John Craxton, Otoportre, 1946–1947, kâğıt üzerine yağlıboya, 32,5X23,5 cm, Ömer Koç Koleksiyonu

Eve Dönmek İstemiyorum

///

İngiltere doğumlu, Yunanistan ve Girit âşığı John Craxton’ın Meşher’deki sergisinde yer alan eserlerini izlerken renklerle yarattığı coşkuya, figürlerle ve insanlarla olan bağına tanık oluyorsunuz. Craxton’ın motorsikleti ve eşyalarını sunarak, macera sever kişiliğini de yansıtan sergi, 23 Temmuz’a kadar sanatseverleri bir yolculuğa davet ediyor.
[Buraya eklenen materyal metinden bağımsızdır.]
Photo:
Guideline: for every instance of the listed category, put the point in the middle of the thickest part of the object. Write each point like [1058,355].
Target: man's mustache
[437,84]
“Life is more important than art”… Ez cümlesi “Yaşam sanattan daha değerlidir”. Bazen hayatla kurduğunuz bağ, biraz olsun zayıflamışken karşınıza biri ya da bir şey çıkar ve size umut olur. Der ki “Sadece yaşa; bu her şeyden daha önemli”. Giriş cümlesinde okuduğunuz ve sonrasında bizim yorumumuza mazhar olan cümle özgür, yaşamayı seven, cesur sanatçı John Craxton’a ait. Craxton, Türkiye’de birkaç aydır, belki de bugüne kadar olmadığı kadar, gündemde. Zira Beyoğlu’ndaki Meşher’de açılan Işığın Peşinde sergisi ve sergiye paralel olarak Yapı Kredi Yayınları’ndan çıkan Ian Collins imzalı John Craxton: Hayatın Lütufları isimli kitap, kendisini daha yakından tanımamıza, tanısak bile onunla ilgili bambaşka ayrıntıları öğrenmemize vesile oluyor.

Ömer Koç Koleksiyonu

Sanatçının biyografisinin yazarı ve arkadaşı Ian Collins’in küratörlüğünü üstlendiği John Craxton: Işığın Peşinde sergisinde Craxton’ın kariyerinin başlangıcı sayılan 1940’lardan 2000’lere resim, tasarım ve kitap kapaklarıyla desenlerinden oluşan 200 yapıtı sergileniyor. Sergide, Ömer Koç Koleksiyonu’ndan 44 eser de yer alıyor. Bu arada Ömer Koç’un sanatçının adına kurulan vakıftan sonra dünyada en çok Craxton eserine sahip koleksiyoncu olduğunu öğreniyoruz. Sergiyi gezerken sadece bir ressamın eserlerini görmüyor, sanki aynı zamanda onun hayatına da dahil oluyorsunuz. Bu hayatta sadece Yunanistan, Ege Kıyıları, dans eden gemiciler, sevdiği deniz mahsulleri, yükselişler ve güzellikler yok; II. Dünya Savaşı ve askerlikle ilgili karamsar ruh halleri de var. Her şeye rağmen yaşayan ve kendisini iyiyi, güzeli görmeye motive eden, hayattan zevk almaya bakan birinin eserlerini izlemek, John Craxton sergisini adımlamak demek…

TEK DERDİ ÇİZMEK…

Her şeyden önce John Craxton nasıl bir sanatçı, kim, derdi ne, belki de onu yakından tanımak için bunu anlatmakta fayda var. İngiltere’de 1922 yılında doğan Craxton, Londra’da bohem, müzisyen bir anne babanın çocuğu. Açık görüşlü, çocuklarını fazlasıyla özgür bırakan, beş erkek, bir kızdan oluşan toplam 8 kişilik bir ailenin üyesi. Geçim sıkıntısı çeken bu ailede, arkadaş çevresinin de desteğiyle hayallerindeki hayatı kurgulamayı başarmış John Craxton. Özgür ruhlu, maceracı ve hayal gücü kuvvetli biri. Resim eğitimi almayan, bunu tüm benliğiyle reddeden, tek derdi sadece resmetmek ve çizmek üzerine olan bir sanatçıdan bahsediyoruz. Bu noktada iki okul arkadaşının babalarından çok şey öğreniyor; ilki çalışmalarında sıradan insanları kahramanlara çeviren ressam ve heykeltıraş Eric Kennington, ikincisi ise Mark Oliver. Oliver’ın kendisinin hayatında ekstra anlamlı bir yeri var; Picasso’nun yeni resmettiği Guernica’yı görmek üzere Craxton’ı Paris’e götürüyor.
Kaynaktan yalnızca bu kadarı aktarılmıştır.